3. Abissi

Leonardo stava affogando.

Stava affondando nell'abisso nero, e per quanto cercasse di tenersi a galla, il liquido in cui era immerso era denso come fosse petrolio, troppo per poter nuotare.

E così stava cadendo nel buio.

Cercò di opporre resistenza, di tornare a galla, ma presto i suoi arti smisero di muoversi. Presto smise di combattere, anche se i suoi polmoni supplicavano per dell'ossigeno.

Toccò il fondo dell'abisso e lì rimase. Il nero attorno a sé era opprimente, togliendogli le energie.

Poi in lontananza sentì una voce.

«Leo! Ascoltami, Rebecca non ti ha tradito, l'hanno costretta ad aiutarli! È ancora nostra amica!»

La voce di Sebastiano, ovattata, lontana, ma Leonardo l'avrebbe riconosciuta ovunque.

La rabbia iniziò ad avvolgerlo. Avevano usato Rebecca contro di lui, sapendo che avrebbe sofferto se se la fosse trovata come nemica, sapendo che mai l'avrebbe uccisa, neanche se significava così poter uccidere quei maledetti individui in divisa rossa.

Alzò lo sguardo e iniziò a nuotare.

Quella era la sua psiche. Il suo cervello. Non importava che il loro Sommo Capo lo avesse costretto con i suoi poteri lì dentro.

Quella era la sua testa e lì dentro comandava lui.

Risalire dagli abissi fu faticoso, ma sapeva che stava per uscirne. Non sarebbe rimasto lì a morire, sepolto nel suo inconscio.

Comandato da lui, Il liquido si era fatto meno denso, più semplice da attraversare, sebbene non fosse comunque come acqua. Altro promemoria che nessuno poteva farlo morire nella sua stessa testa, contro il suo consenso. 

E infine una mano sbucò oltre la superficie del liquido nero. Leonardo urlò di rabbia e si issò fuori di lì.

Aprì gli occhi e si ritrovò nella cella dove era stato rinchiuso. Davanti a sé, il Sommo Capo lo guardava incredulo.

Gli occhi di Leonardo si piantarono nei suoi, furioso. «Tu fai tanto il grande capo, che sa tutto, ma sai cosa? Non contro di me. Credevi di sapere tutto solo perché hai sondato la mia mente?! In realtà, tu di me non sai proprio un cazzo!»

Le braccia erano state incatenato al muro, le gambe no, così si alzò in piedi. Non poteva raggiungerlo, ma di certo poteva spaventarlo.

«Credevi di potermi affogare nell'abisso? Tu hai idea di quante fottute volte sono finito laggiù, senza che avessi nessun motivo per venir fuori?! Così tante da perdere il conto, ma ogni santa volta io sono venuto fuori! Credevi di potermi uccidere nel mio stesso terreno, bastardo?!»

Leonardo aveva sofferto tantissime volte.

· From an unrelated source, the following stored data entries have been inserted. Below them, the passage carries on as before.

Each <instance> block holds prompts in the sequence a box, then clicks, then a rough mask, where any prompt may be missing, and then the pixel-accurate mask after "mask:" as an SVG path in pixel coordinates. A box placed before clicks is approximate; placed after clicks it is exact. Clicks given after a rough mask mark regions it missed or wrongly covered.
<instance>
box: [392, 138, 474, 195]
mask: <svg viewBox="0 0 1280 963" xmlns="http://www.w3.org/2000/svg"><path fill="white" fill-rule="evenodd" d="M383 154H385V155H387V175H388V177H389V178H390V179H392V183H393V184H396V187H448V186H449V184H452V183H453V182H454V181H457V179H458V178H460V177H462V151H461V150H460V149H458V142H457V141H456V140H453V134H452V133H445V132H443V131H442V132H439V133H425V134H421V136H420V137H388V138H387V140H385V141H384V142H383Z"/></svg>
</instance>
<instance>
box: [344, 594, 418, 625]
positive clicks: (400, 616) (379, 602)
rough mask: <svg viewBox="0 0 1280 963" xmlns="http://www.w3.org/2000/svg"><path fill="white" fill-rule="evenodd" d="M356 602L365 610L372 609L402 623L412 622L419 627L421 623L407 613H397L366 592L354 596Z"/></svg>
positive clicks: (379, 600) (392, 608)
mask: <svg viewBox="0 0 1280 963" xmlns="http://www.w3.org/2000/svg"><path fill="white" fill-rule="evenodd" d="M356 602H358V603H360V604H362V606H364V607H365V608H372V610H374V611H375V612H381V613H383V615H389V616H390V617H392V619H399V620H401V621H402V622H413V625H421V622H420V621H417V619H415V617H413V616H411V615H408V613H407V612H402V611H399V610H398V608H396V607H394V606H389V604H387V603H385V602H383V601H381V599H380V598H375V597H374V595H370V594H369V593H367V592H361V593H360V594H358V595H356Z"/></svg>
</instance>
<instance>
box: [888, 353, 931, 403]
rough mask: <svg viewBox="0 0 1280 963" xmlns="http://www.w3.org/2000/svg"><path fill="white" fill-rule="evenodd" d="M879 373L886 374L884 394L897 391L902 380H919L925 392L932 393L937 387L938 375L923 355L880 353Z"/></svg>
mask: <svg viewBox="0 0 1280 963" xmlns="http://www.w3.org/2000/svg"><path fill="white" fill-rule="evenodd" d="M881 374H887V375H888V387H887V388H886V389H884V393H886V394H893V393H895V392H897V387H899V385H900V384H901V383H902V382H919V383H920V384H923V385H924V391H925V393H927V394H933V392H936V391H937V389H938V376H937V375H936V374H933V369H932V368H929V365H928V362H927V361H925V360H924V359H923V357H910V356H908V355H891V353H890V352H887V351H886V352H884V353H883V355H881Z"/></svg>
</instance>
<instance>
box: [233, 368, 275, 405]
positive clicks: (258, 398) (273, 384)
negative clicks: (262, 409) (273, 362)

Era caduto nell'abisso innumerevoli volte, a partire da quando aveva perso Alice. Ma ne era sempre uscito.

«Ho avuto sofferenze che mi hanno spinto laggiù. Un incantesimo non ha lo stesso potere di quelle.» concluse fissandolo negli occhi con furia.

Il Sommo Capo lo guardò per un lungo momento e fece un lieve sorriso.

«Tu invece credi di essere imbattibile, Leonardo Bianchi, ma vedremo su questo chi avrà l'ultima parola.» 

E uscì dalla cella, lasciandolo solo.